Hours later, private names stop resolving and /etc/resolv.conf
is back in the state it was before I made the changes. Not discouraged, I begin investigating. I notice that the file was modified at the same time a lease was renewed. Knowing that dhclient calls resolvconf to update /etc/resolv.conf and knowing that resolvconf should ignore the file if it's not a symlink, I'm thoroughly confused. I try reverting back to the previous method (dhclient.conf), but I forgot to change the files back to symlinks.
That's when things got wild. Not wanting dhclient -x
to cause issues again, I begin looking for alternative ways to update nameservers on a live dhcp-based instance. I found reading the dhclient manual that the leases are kept in a plaintext file and I made the assumption that the last entry gets read when renewing a current lease. This kindof works, but kindof doesn't. dhclient holds on to the file descriptor of the first lease file it opened when it started execution. So if the file gets renamed or deleted, changes to the leases file won't get recognized even if it's at the correct location. Okay. That was too fragile anyways.
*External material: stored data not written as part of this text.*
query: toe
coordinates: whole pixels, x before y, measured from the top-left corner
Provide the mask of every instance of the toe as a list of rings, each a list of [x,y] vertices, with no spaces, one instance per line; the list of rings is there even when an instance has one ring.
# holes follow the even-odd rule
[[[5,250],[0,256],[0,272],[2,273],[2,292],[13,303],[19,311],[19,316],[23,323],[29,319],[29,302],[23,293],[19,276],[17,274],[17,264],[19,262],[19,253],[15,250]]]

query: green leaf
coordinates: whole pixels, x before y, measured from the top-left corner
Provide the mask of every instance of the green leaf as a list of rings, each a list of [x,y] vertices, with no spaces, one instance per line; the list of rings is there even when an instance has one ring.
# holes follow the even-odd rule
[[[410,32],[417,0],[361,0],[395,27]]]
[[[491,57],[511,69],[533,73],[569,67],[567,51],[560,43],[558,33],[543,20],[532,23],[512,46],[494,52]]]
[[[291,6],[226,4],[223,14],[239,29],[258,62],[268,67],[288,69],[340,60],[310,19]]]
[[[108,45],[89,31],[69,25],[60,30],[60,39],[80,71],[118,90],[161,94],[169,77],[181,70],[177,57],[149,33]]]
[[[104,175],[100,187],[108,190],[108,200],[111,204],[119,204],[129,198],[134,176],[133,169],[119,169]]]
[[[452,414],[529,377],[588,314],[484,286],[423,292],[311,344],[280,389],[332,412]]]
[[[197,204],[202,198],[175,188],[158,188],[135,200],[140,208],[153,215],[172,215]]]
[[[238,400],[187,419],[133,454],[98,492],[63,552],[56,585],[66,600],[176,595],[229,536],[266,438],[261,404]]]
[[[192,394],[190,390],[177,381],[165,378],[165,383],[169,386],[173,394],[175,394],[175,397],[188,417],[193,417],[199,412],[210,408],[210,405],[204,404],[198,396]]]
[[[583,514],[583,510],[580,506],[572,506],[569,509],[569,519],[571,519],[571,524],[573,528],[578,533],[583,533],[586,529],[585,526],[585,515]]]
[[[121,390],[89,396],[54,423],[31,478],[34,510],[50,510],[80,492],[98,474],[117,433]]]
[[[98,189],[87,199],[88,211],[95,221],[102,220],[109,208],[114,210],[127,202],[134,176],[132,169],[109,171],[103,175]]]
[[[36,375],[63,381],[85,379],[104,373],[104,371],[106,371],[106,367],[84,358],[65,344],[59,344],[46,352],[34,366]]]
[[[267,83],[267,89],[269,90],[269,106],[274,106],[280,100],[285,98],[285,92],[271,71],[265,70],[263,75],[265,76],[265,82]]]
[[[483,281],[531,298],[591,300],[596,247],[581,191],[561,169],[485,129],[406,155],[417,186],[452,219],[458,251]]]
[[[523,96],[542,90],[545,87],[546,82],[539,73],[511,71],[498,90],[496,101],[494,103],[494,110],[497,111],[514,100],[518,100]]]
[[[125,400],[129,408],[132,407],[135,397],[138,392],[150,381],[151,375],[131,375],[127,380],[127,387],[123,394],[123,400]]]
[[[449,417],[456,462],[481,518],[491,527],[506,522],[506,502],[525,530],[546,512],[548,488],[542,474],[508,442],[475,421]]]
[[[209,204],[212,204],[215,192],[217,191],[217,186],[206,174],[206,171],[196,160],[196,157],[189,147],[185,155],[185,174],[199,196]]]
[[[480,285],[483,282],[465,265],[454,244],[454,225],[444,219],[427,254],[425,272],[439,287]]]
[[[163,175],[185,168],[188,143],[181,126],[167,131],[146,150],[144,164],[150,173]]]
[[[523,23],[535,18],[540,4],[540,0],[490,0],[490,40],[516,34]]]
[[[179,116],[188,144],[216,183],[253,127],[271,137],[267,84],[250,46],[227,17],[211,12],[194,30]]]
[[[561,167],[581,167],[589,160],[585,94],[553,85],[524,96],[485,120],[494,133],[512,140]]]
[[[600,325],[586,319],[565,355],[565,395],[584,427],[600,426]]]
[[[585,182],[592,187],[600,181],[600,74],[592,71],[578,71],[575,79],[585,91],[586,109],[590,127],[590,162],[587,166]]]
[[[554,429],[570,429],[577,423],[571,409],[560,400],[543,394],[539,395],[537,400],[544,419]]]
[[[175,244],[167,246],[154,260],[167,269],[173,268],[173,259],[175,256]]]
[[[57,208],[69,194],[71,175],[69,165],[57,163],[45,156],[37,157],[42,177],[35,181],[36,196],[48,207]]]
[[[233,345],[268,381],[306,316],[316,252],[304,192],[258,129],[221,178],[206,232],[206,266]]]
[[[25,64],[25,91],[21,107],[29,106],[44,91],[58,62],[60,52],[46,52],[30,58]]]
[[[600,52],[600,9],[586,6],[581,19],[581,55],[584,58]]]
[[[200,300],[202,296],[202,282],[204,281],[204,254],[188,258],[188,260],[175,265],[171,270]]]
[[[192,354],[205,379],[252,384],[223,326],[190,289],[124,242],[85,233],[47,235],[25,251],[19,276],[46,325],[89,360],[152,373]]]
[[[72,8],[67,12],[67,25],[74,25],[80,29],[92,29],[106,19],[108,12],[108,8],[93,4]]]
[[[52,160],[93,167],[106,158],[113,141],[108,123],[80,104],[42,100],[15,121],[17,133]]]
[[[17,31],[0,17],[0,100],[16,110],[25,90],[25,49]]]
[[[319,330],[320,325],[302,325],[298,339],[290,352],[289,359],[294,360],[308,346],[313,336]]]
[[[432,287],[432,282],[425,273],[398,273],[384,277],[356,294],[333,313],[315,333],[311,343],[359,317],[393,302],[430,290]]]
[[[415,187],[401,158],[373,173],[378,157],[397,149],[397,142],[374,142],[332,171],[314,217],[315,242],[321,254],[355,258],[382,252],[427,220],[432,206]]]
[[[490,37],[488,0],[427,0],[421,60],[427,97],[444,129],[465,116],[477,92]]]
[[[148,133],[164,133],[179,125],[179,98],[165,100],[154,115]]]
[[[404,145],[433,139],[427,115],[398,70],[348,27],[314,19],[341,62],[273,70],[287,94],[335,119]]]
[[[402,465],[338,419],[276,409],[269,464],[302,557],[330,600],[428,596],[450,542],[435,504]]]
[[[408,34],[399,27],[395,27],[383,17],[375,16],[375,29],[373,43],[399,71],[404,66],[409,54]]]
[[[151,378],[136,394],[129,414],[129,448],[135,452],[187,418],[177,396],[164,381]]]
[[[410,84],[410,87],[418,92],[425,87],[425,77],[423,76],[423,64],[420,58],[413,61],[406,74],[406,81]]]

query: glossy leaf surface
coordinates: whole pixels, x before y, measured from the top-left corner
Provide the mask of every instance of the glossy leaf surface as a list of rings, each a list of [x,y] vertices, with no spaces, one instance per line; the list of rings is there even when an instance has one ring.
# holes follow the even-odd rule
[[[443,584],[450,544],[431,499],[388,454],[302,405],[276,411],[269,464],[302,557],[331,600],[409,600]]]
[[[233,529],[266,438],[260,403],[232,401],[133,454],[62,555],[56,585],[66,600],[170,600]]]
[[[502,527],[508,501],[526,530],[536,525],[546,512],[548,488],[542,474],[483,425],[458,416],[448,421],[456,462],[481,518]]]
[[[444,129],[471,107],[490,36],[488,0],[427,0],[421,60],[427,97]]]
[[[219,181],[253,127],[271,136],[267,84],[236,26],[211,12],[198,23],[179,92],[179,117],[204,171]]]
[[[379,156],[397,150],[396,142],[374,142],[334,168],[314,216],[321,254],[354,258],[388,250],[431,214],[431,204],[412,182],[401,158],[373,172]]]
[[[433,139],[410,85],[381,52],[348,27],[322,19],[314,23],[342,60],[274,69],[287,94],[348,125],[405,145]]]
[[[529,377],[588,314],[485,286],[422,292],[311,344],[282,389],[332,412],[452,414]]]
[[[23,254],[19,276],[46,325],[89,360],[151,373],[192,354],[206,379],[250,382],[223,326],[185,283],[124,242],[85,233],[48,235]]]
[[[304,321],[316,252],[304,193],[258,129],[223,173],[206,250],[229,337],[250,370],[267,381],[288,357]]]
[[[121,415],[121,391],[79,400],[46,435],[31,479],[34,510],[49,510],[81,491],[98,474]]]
Finally I look into why resolvconf is getting called when the file wasn't a symlink. This is when I noticed that the files weren't, in fact, symlinks (the mistake I made above). Further investigation revealed both how resolvconf keeps dhclient-script from updating /etc/resolv.conf
and the root cause. The root cause was that, even though /sbin/resolvconf
checks to see if /etc/resolv.conf
is a symlink, so does /etc/dhcp/dhclient-enter-hooks.d/resolvconf
. This is why the file could still be updated even though it wasn't a symbolic link. The hook checks to see if the symlink exists before it disables dhclient-script's built-in hook.
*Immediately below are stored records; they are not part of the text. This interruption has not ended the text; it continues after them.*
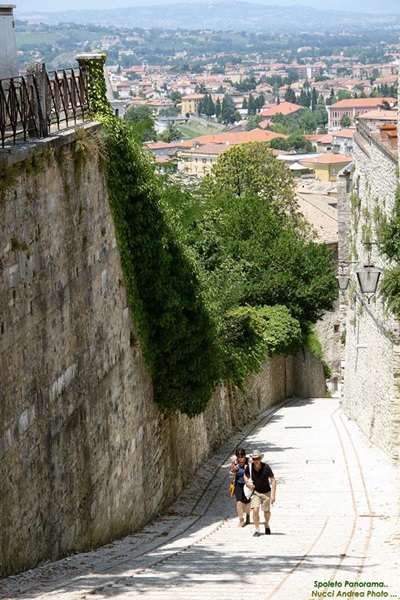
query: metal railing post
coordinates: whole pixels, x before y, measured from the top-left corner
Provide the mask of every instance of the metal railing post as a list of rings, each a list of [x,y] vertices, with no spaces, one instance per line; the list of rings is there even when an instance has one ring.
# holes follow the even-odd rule
[[[50,133],[47,118],[50,107],[50,94],[47,86],[46,68],[44,64],[28,63],[26,65],[26,78],[29,86],[33,87],[34,92],[34,115],[32,115],[33,118],[30,121],[33,127],[31,129],[28,128],[29,133],[31,135],[37,135],[35,131],[36,128],[34,127],[34,122],[36,122],[39,136],[46,137]]]

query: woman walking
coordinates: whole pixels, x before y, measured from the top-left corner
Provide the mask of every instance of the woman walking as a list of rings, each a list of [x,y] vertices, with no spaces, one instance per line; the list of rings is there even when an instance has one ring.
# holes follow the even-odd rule
[[[236,498],[236,510],[239,517],[239,527],[244,527],[250,524],[250,500],[244,495],[244,471],[249,463],[249,459],[246,456],[246,450],[239,448],[236,450],[236,457],[232,461],[230,472],[235,475],[235,498]],[[246,514],[246,520],[244,519],[243,506]]]

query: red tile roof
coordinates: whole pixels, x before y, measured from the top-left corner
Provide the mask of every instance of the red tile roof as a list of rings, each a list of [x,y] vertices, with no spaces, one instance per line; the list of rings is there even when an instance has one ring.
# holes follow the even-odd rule
[[[302,165],[334,165],[351,161],[352,158],[348,154],[335,154],[334,152],[325,152],[324,154],[319,154],[315,158],[299,160],[299,163]]]
[[[162,148],[175,148],[176,144],[169,144],[168,142],[146,142],[145,146],[150,150],[161,150]]]
[[[335,137],[345,137],[345,138],[353,138],[355,134],[355,129],[350,127],[345,127],[343,129],[339,129],[339,131],[335,131],[333,134]]]
[[[359,119],[375,119],[379,121],[397,121],[397,110],[369,110],[368,112],[360,115]]]
[[[299,104],[293,104],[292,102],[281,102],[280,104],[275,104],[271,106],[271,108],[267,108],[260,112],[262,117],[272,117],[277,114],[281,115],[292,115],[293,113],[298,112],[303,107]]]
[[[395,98],[348,98],[331,104],[328,108],[375,108],[383,102],[395,103]]]
[[[252,129],[251,131],[238,131],[236,133],[211,133],[201,135],[200,137],[185,140],[180,142],[181,147],[193,146],[195,142],[201,144],[226,144],[238,145],[246,144],[247,142],[269,142],[273,138],[287,138],[287,135],[282,133],[274,133],[273,131],[263,131],[262,129]]]
[[[201,146],[192,146],[187,148],[186,152],[191,154],[222,154],[229,148],[226,144],[202,144]]]
[[[182,100],[201,100],[202,98],[204,98],[204,94],[188,94],[183,96]]]

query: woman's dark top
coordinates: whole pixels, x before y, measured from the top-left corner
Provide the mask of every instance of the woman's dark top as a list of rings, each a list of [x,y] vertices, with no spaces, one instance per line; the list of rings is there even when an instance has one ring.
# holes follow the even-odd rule
[[[246,468],[246,466],[248,465],[248,463],[249,463],[249,459],[248,459],[248,458],[246,458],[246,461],[245,461],[245,463],[244,463],[243,467],[241,467],[241,466],[238,464],[238,467],[239,467],[239,468],[238,468],[238,470],[236,471],[236,483],[240,483],[241,485],[244,485],[244,471],[245,471],[245,468]]]

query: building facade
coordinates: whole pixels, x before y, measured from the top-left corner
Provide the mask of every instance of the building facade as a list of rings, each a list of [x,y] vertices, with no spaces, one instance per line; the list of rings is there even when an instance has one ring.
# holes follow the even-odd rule
[[[0,4],[0,79],[18,77],[14,4]]]
[[[204,94],[188,94],[187,96],[183,96],[181,104],[182,115],[198,115],[200,102],[203,98]]]
[[[348,98],[335,102],[328,109],[328,131],[336,131],[342,126],[342,117],[348,116],[350,125],[355,125],[358,117],[370,110],[382,109],[383,106],[393,107],[395,98]]]
[[[378,223],[390,218],[398,186],[393,124],[360,119],[354,163],[339,176],[339,265],[350,277],[342,295],[342,407],[366,436],[394,459],[400,457],[400,332],[378,291],[365,296],[355,271],[383,270]]]

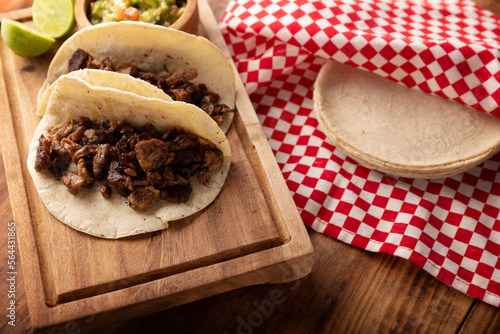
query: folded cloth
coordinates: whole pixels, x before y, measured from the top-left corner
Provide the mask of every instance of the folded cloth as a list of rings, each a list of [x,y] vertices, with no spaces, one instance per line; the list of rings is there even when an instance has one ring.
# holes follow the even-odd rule
[[[327,59],[500,116],[500,19],[464,0],[232,0],[221,30],[305,224],[410,260],[500,305],[500,154],[438,180],[394,178],[318,129]]]

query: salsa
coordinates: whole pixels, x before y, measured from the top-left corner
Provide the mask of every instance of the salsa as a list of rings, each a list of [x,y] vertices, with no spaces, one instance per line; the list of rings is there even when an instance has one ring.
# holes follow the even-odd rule
[[[141,21],[170,26],[186,9],[180,0],[97,0],[90,3],[90,22]]]

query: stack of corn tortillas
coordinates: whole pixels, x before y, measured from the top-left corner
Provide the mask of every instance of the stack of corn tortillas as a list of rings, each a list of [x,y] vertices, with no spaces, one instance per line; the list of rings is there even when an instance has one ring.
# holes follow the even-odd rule
[[[346,155],[395,176],[446,177],[500,150],[500,119],[333,61],[316,79],[314,111]]]

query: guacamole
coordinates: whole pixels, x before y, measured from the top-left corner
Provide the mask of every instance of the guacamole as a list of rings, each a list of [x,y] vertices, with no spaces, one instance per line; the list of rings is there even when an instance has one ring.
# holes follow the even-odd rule
[[[179,0],[97,0],[90,3],[90,22],[141,21],[169,26],[184,12]]]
The end result is this: we disable updates by using resolvconf --disable-updates
and keep the file as a symlink. The contents of /etc/resolv.conf
(really /run/resolvconf/resolv.conf
) are under configuration management. I'm still not sure this is the best solution. The requirement that we be able to update nameservers without a restart and that the file comes back in the correct state in the case of an unexpected restart is something I would have expected others to have encountered. Yet after spending too much time looking for how others manage this, I found nothing.
What's more surprising is that resolvconf --disable-updates
wasn't suggested anywhere I looked. I definitely read the man pages, but it wasn't clear that this was the best way to accomplish what I was looking for. I'm still unsure about why dhclient -x
caused a release, but I didn't see any unusual hooks installed on the server (or perhaps I'm not looking in the right place).